Télécoms & transformation numérique - Dakar s’impose comme centre névralgique des réseaux africains
vendredi 8 mai 2026
Dix ans après son lancement, le Global Network Operations Center (GNOC) de Sonatel-Orange s’est imposé comme l’un des piliers de l’infrastructure numérique africaine. Depuis Dakar et Abidjan, ce centre stratégique supervise désormais les réseaux de 12 pays et plus de 100 millions de clients, illustrant la montée en puissance du Sénégal dans l’économie numérique continentale.
Loin des projecteurs, mais au cœur de la connectivité africaine, le Global Network Operations Center (GNOC) de Sonatel célèbre cette année une décennie d’activité. Mis en service en 2016 grâce à un partenariat stratégique entre Sonatel-Orange et le groupe chinois Huawei, ce dispositif technologique est progressivement devenu l’épine dorsale opérationnelle des réseaux d’Orange en Afrique et au Moyen-Orient.
Réparti entre Dakar et Abidjan, le centre assure une supervision continue, 24 heures sur 24 et 7 jours sur 7, des infrastructures télécoms de l’opérateur dans douze pays africains. En dix ans, le GNOC a considérablement étendu son périmètre d’action, au point de devenir un outil central de pilotage de la performance réseau pour plus de 100 millions d’abonnés.
Au-delà des volumes traités, le projet illustre surtout l’évolution du Sénégal dans la chaîne de valeur numérique régionale. Initialement conçu comme un centre de supervision technique, le GNOC s’est progressivement transformé en plateforme avancée d’innovation technologique, intégrant désormais le big data, l’automatisation intelligente et les outils d’intelligence artificielle appliqués à l’exploitation des réseaux.
Cette modernisation permet aujourd’hui d’anticiper certains incidents techniques, de réduire les délais de résolution des pannes et d’améliorer la continuité des services numériques, qu’il s’agisse de téléphonie mobile, d’internet haut débit, de streaming ou encore de services financiers mobiles, dont la croissance reste particulièrement soutenue en Afrique subsaharienne.
Un levier de souveraineté technologique
À travers cette infrastructure, Orange poursuit également une logique de mutualisation régionale de ses opérations techniques. En centralisant depuis Dakar une partie importante de la gestion de ses réseaux africains, le groupe optimise ses coûts d’exploitation tout en harmonisant les standards de qualité sur des marchés aux niveaux d’infrastructures très disparates.
Le modèle contribue par ailleurs à renforcer l’ancrage technologique du Sénégal dans l’économie numérique continentale. Selon Sonatel, plus de 230 emplois qualifiés ont été créés localement autour du GNOC dans des domaines à forte valeur ajoutée : ingénierie réseau, cybersécurité, automatisation des systèmes et intelligence artificielle.
Lors des célébrations marquant les dix ans du centre, Brelotte Bâ a souligné les ambitions futures du dispositif, notamment dans les domaines de la 5G et de l’intelligence artificielle appliquée aux télécommunications. Pour le dirigeant, le GNOC devra accompagner la prochaine phase de transformation numérique du continent et consolider le leadership d’Orange sur les marchés africains. Même tonalité du côté de Ben Cheick Haidara, qui a insisté sur l’importance du développement des compétences locales et de la création de valeur durable à travers les infrastructures numériques stratégiques.
Huawei consolide son ancrage technologique
Partenaire historique du projet, Huawei a également renforcé sa coopération avec Sonatel autour des technologies d’automatisation et d’intelligence artificielle destinées à la gestion prédictive des réseaux. Pour Danwill Duan, l’objectif est désormais de bâtir des réseaux « intelligents, performants et résilients », capables d’accompagner l’explosion des usages numériques en Afrique.

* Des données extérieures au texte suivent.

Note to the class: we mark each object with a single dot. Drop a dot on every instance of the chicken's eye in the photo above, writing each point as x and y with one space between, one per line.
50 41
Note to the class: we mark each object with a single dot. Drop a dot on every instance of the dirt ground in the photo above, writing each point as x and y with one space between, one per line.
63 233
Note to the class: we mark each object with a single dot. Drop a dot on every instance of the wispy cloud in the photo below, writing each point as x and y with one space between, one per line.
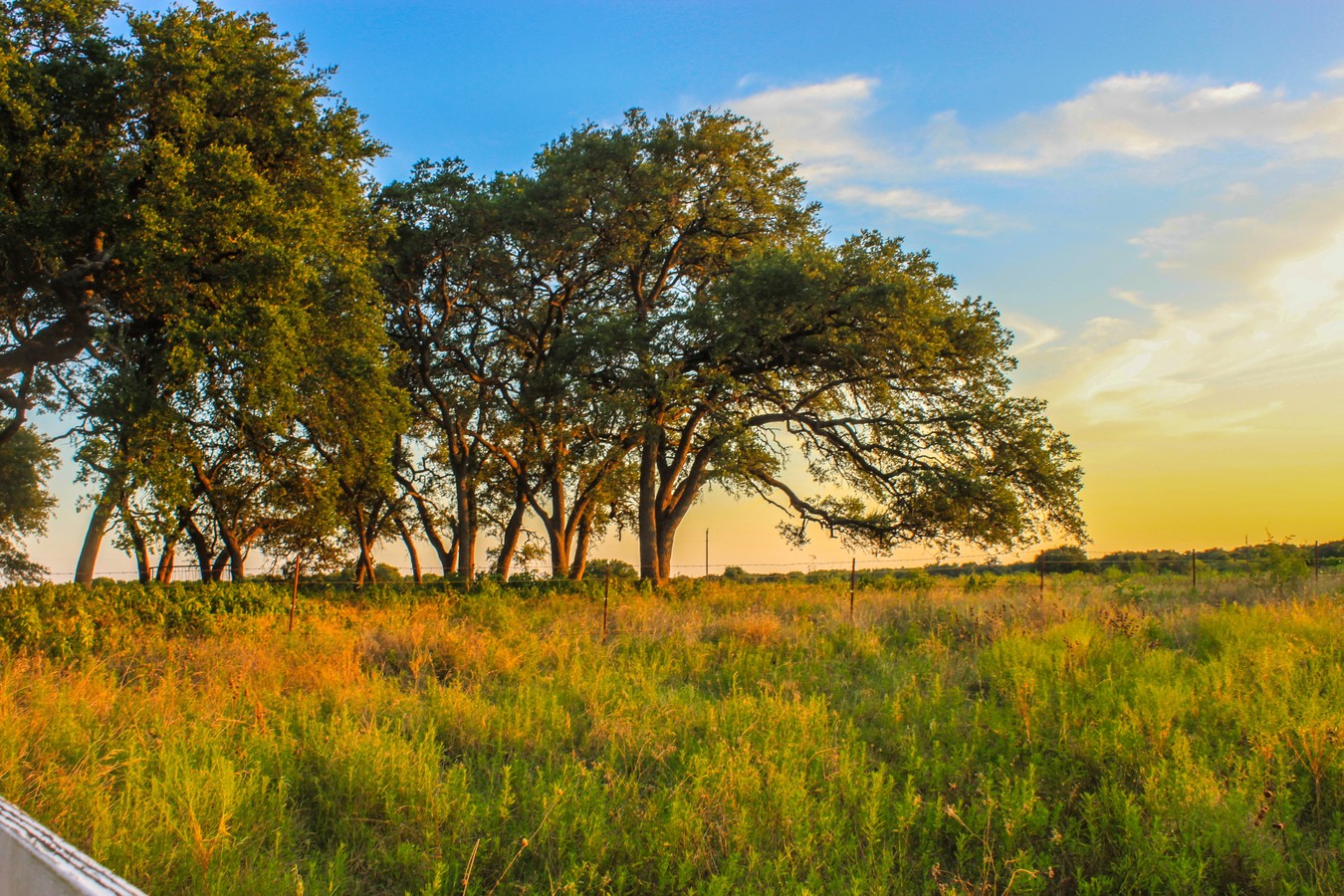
1220 368
1143 117
824 127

À moyen terme, le GNOC pourrait ainsi jouer un rôle décisif dans le déploiement de la 5G sur le continent, mais aussi dans l’intégration de solutions d’intelligence artificielle avancée au sein des infrastructures télécoms africaines. Un enjeu majeur pour la compétitivité numérique régionale, alors que les télécommunications deviennent un levier central de souveraineté économique et technologique.